Ослабевшими глазами лев увидел странное существо, похожее на злейшего врага — человека, но одновременно и на родича-кота. Внезапно лев понял, что перед смертью ему явился кошачий бог, об этом странном звере мурлыкала мама-львица, когда львёнок только появился на свет. Лев открыл пасть и зарычал из последних сил.
— Не надо! Не надо! Я ещё хочу погулять по этому миру! — верещала в лапах Баюна странная назойливая тварь. — Не надо меня бросать зверю!
Кот размахнулся, и зашвырнул Пухоеда прямо в пасть хищнику. Пещерный зверь поймал на клыки визжащее существо, несколько раз хрумкнул — брызнула кровь, затрещали косточки.

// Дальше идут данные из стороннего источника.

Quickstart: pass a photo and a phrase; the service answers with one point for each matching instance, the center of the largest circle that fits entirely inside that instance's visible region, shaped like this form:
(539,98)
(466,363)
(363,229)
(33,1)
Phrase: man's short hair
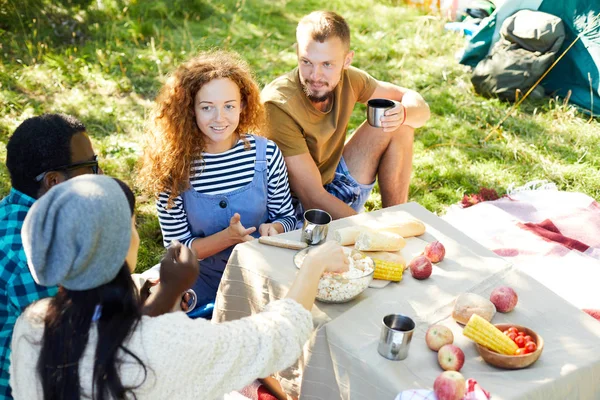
(322,25)
(39,144)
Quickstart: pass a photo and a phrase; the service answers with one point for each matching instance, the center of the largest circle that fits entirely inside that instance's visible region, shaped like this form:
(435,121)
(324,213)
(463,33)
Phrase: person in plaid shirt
(43,151)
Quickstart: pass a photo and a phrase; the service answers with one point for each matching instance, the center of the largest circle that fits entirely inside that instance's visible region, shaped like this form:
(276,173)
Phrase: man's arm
(415,107)
(305,181)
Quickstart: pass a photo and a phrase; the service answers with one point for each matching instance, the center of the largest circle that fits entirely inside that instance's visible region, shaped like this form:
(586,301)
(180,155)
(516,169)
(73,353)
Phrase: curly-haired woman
(217,184)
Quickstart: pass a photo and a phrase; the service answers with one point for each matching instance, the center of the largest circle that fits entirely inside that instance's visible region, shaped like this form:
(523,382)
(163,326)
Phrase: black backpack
(529,43)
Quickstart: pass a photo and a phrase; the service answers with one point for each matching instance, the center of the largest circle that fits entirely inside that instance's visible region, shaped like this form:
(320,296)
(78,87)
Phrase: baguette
(280,242)
(405,227)
(468,304)
(379,241)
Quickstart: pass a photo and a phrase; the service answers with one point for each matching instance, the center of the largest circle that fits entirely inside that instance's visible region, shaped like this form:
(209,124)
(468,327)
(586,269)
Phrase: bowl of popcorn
(345,286)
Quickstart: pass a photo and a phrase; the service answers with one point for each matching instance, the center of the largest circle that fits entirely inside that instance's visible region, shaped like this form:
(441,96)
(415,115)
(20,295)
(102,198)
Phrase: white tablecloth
(341,360)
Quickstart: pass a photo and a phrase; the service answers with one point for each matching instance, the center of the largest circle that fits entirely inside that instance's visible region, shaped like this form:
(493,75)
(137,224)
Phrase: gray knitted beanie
(77,234)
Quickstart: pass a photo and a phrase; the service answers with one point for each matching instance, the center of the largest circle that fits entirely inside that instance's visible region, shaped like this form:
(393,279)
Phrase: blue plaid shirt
(17,287)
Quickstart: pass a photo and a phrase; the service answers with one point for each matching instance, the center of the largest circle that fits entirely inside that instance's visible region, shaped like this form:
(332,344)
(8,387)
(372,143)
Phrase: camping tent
(579,70)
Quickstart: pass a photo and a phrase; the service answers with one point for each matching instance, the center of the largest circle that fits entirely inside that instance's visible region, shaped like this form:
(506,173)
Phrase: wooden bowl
(512,362)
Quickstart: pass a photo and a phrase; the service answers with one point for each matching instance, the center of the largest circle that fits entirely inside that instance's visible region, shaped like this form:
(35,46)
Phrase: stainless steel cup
(396,334)
(376,109)
(192,301)
(316,225)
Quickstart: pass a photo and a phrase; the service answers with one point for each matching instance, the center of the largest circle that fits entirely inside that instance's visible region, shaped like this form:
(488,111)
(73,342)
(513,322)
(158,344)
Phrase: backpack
(529,43)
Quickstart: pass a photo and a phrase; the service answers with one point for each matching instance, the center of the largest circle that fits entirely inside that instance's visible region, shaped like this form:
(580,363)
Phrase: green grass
(104,64)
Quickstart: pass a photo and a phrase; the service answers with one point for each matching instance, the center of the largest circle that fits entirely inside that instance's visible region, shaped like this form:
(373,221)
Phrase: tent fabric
(578,72)
(528,46)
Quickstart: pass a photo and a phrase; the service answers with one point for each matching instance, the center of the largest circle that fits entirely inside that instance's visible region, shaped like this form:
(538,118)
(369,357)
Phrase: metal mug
(396,334)
(316,225)
(191,302)
(376,109)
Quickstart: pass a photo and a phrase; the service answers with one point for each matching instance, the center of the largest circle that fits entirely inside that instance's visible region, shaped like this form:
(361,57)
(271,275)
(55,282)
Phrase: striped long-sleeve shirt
(223,173)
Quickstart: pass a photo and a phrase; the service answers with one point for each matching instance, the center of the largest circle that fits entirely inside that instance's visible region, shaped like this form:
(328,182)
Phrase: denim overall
(209,214)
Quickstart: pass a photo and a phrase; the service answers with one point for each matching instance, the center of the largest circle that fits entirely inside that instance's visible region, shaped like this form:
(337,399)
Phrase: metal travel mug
(396,334)
(376,109)
(192,301)
(316,225)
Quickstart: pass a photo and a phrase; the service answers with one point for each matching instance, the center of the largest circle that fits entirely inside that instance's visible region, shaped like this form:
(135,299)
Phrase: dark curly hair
(39,144)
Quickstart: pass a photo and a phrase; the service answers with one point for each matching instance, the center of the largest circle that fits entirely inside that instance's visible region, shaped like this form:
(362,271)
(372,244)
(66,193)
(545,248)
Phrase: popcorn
(342,287)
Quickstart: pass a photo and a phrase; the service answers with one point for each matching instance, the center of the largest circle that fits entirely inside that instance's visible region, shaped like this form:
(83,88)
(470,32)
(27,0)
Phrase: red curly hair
(174,139)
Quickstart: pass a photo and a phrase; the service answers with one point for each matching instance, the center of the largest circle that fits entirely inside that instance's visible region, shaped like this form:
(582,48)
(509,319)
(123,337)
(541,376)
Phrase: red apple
(435,251)
(451,357)
(420,267)
(437,336)
(450,385)
(504,298)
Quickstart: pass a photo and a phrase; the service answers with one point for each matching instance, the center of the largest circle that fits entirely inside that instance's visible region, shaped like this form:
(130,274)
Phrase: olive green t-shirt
(297,127)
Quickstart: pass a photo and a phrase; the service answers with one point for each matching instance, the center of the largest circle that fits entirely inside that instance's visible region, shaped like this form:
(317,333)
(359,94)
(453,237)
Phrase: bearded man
(308,111)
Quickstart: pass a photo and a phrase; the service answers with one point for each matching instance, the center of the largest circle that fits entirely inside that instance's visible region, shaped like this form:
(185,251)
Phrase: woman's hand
(330,256)
(270,229)
(236,231)
(179,268)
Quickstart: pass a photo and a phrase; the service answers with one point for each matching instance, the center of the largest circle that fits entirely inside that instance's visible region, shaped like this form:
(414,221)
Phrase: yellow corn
(486,334)
(387,270)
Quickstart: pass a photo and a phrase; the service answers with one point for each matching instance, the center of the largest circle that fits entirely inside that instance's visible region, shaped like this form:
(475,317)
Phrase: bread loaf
(408,228)
(379,241)
(468,304)
(347,236)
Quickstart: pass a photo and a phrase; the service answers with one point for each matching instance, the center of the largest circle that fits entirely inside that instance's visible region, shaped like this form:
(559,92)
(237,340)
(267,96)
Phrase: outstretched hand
(268,230)
(179,268)
(330,255)
(237,232)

— Я погиб, — истончался пухоедовский голосок, — я ухожу в мир мелкой нечисти! Слава богам, что я бессмертный, и не исчезну навеки! Я ещё погуляю в Мидгарде, я ещё доберусь до мерзкого Кота!
Кот радостно потирал лапки, когда подбежал Ари. Мальчик в страхе уставился на огромного жёлтого льва с чёрной гривой, положившего голову на лапы, так, что клыки глубоко вонзились в землю.
— Что это он, дядя Баюн? — спросил мальчик. — Спит, что ли?
— Издыхает старый лев. Последний пещерный зверь покидает нас! — Кот пустил слезу. — Отравился противным Пухоедом! Что же это делается? Волшебство не работает, древние животные вымирают! Надо идти в Тотьму!
* * *
Папай ходил по комнате из угла в угол, запинаясь за длинные коврики, плетённые из разноцветного утка — все куски ткани шли в дело. Жена пама давно умерла, дочери выросли и разбежались по сёлам — вышли замуж. Вокруг Папая вечно крутились свояки и дальние родичи. Это правильно, это — для порядка. Дело опытного пама — защитить свой народ от нечисти, что кишит в лесах. Да от лесных хищников — волков, медведей, диких кошек. Но это проще. Слава богам — нежить не появляется. Вот это было бы страшно, это — беда. Защитить, да присмотреть за народом — вот дело пама. А сродство семей, свадьбы, роды и похороны, всякая любовь-морковь — это дело женское, пусть этим Стина занимается.
Мысли Папая повернули в другую сторону, потекли в более приятном направлении. В соответствии со своим положением, пам, случалось, приглашал в дом «убраться и постирать» молодую вдову Свею. И сам захаживал. Ночью она ставила на окошко баньки зажженную свечу, Папай не любил, когда его видели. Ярви, племянник, сторожил снаружи, разлёгшись на куче свекольных листьев.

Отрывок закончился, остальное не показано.